A special breed of ‘superbag’ is emerging. Boxy, dominant creations, usually manufactured at the expense of an exotic animal facing the guillotine seem to be regular residents on the arms of a growing number of influential (read: super-rich) beings. Handbags, to some extent can be classed as ‘tagalongs’ to a killer outfit; something to act as the stopgap and make your hands look busy while your outfit claims its rightful limelight. But the superbag is quite the antithesis to this toned down theory.
Unless you possess the sartorial iciness of Victoria Beckham and insist on ALWAYS dressing for the occasion, the superbag demands a more luxe-meets-lounge affair. And so was confirmed by one half of the Olsen set. Ashley Olsen was spotted with the priciest offering from her first handbag line for their label, The Row – a $39,000 croc backpack- looking relaxed in jeans and an oversized shirt.
Tapping in to the high-end accessories market, the swamp coloured ‘back candy’ comes complete with gold hardware at the toggle, and being the costliest item in the debut handbag line – which was unveiled at Barney’s in New York last week – its cheapest version cashes in at a skimpier and far more acceptable $4,700!
You may have come to tire of our recent affinity with ridiculously expensive handbags, and of course their occasional thrashing; but when a 90’s accessory makes a comeback, that too with a price tag enough to buy two mid-sized cars in the UK, it’s only fair to cough up a few handbag concerns.

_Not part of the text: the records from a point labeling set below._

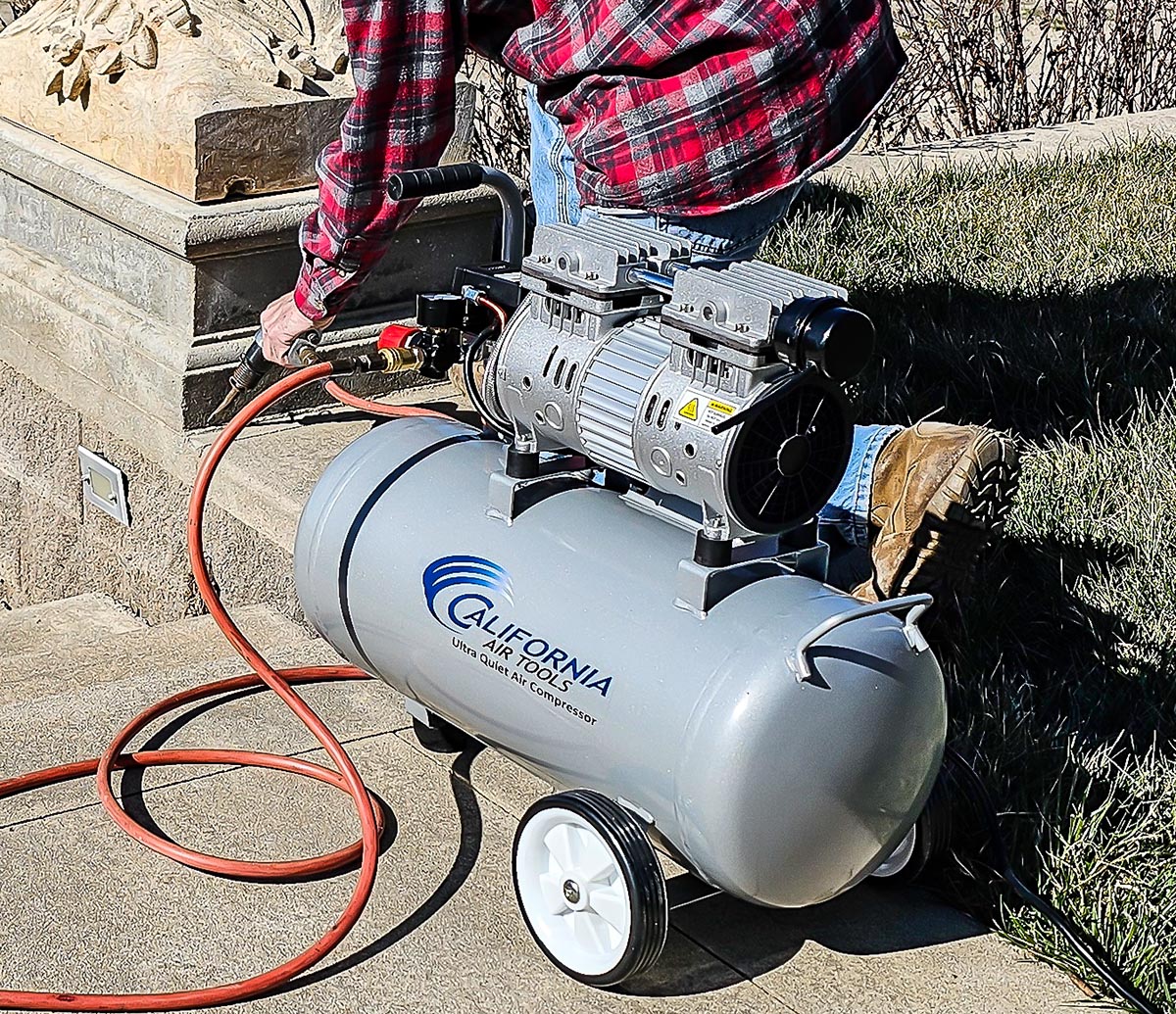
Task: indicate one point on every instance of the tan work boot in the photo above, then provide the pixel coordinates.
(939, 494)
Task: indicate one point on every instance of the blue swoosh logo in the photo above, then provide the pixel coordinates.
(452, 580)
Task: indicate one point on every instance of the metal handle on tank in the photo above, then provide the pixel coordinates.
(416, 183)
(917, 604)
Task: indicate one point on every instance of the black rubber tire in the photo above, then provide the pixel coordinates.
(441, 737)
(635, 856)
(933, 834)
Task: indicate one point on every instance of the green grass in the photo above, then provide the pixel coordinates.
(1042, 298)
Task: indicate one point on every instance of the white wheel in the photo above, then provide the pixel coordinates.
(927, 840)
(589, 887)
(898, 860)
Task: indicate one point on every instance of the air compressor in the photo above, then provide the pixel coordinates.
(618, 585)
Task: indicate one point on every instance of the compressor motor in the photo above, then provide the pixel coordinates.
(620, 586)
(718, 387)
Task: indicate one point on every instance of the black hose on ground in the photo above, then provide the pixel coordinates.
(1082, 942)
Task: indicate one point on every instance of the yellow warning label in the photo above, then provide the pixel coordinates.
(699, 409)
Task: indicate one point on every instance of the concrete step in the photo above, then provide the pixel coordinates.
(65, 623)
(86, 909)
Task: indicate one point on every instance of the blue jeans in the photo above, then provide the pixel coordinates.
(720, 239)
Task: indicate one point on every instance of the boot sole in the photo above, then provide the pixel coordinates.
(963, 516)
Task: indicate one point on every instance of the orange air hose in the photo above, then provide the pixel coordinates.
(345, 777)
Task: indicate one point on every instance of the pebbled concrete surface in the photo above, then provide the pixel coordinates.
(86, 909)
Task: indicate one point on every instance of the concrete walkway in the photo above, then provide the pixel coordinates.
(83, 908)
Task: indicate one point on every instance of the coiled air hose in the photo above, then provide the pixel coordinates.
(281, 681)
(345, 778)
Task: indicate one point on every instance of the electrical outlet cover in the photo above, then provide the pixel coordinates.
(104, 486)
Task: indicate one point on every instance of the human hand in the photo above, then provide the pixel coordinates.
(281, 322)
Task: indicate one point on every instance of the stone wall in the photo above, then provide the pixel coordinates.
(52, 547)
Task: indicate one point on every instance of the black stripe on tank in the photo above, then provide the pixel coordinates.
(374, 497)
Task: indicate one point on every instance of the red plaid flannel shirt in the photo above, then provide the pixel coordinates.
(674, 106)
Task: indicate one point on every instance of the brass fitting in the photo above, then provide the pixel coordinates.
(401, 361)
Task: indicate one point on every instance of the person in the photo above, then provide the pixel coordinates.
(698, 117)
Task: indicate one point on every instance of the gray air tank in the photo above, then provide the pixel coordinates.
(556, 639)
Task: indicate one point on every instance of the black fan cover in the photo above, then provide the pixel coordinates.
(788, 458)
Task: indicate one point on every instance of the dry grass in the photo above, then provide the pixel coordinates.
(1044, 297)
(982, 66)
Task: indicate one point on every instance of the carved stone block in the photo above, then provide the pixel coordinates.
(205, 98)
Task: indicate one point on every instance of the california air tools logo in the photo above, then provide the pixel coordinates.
(452, 581)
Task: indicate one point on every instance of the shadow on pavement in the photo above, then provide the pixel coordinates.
(748, 940)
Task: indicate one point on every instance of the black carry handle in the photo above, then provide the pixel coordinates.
(416, 183)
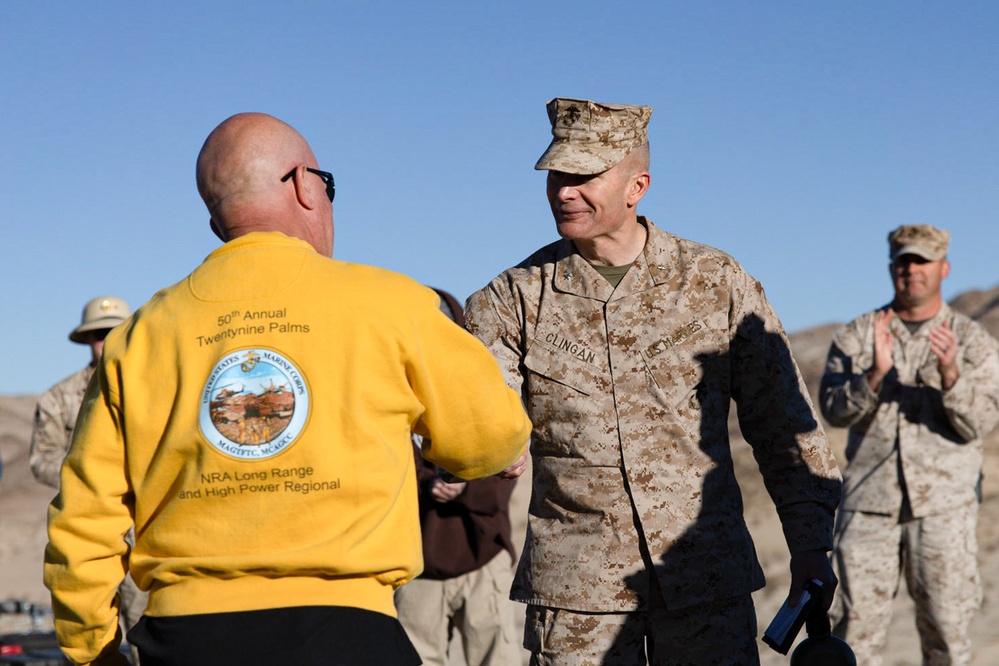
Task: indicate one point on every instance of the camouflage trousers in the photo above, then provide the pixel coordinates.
(721, 633)
(938, 557)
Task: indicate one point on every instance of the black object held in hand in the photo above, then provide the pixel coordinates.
(821, 648)
(784, 628)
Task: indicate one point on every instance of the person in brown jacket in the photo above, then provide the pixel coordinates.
(468, 557)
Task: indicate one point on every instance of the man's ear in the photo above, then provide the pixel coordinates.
(639, 186)
(303, 190)
(216, 230)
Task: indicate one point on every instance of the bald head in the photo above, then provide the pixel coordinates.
(239, 173)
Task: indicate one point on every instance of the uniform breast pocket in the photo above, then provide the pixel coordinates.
(563, 396)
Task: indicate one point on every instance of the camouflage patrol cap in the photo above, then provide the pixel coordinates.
(590, 137)
(102, 313)
(921, 240)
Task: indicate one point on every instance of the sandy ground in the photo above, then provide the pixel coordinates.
(23, 504)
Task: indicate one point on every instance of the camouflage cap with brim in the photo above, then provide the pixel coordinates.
(99, 314)
(921, 240)
(590, 137)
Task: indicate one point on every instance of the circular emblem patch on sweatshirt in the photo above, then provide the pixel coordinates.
(255, 404)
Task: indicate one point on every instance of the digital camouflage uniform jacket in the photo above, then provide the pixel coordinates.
(629, 391)
(55, 420)
(939, 433)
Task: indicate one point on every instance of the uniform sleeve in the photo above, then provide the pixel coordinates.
(845, 397)
(86, 557)
(779, 422)
(49, 439)
(491, 316)
(475, 426)
(972, 403)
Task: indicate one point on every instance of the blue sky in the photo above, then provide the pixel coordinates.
(793, 135)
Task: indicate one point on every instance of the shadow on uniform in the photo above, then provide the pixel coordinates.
(714, 558)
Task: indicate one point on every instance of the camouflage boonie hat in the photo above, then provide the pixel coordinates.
(102, 313)
(589, 137)
(921, 240)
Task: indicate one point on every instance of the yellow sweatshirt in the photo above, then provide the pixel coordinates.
(254, 421)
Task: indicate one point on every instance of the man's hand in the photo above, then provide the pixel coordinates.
(516, 469)
(884, 343)
(442, 491)
(943, 343)
(809, 564)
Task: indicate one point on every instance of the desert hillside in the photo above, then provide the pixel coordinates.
(23, 503)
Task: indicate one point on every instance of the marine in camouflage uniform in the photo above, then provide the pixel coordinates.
(55, 421)
(637, 547)
(912, 482)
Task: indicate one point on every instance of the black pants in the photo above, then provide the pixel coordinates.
(304, 636)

Now we’re certainly fans of the Olsen’s label and fashion being cyclical, but we’re not convinced or excited enough to trade in our cost effective vintage backpacks in order to sling an excruciatingly costly reptile over our shoulders. We’ll leave it to the A-Listers to part with the near £23,000 sum and satiate their reptile accessory needs.
Although Simon Doonan, Barneys’ creative ambassador-at-large believes the reincarnation of the backpack is the next big thing because we need to ‘look fabulous and be a lifestyle brand and have a drink and be Twittering at the same time so you need hands free’, we say this: We’ve pretty much mastered the art of balancing a Blackberry complete with simultaneous Tweeting in one hand and a heady passion fruit caipirinha (or two) in the other, all with the added extra of looking super slick minus a departed croc hitchhiking on our back.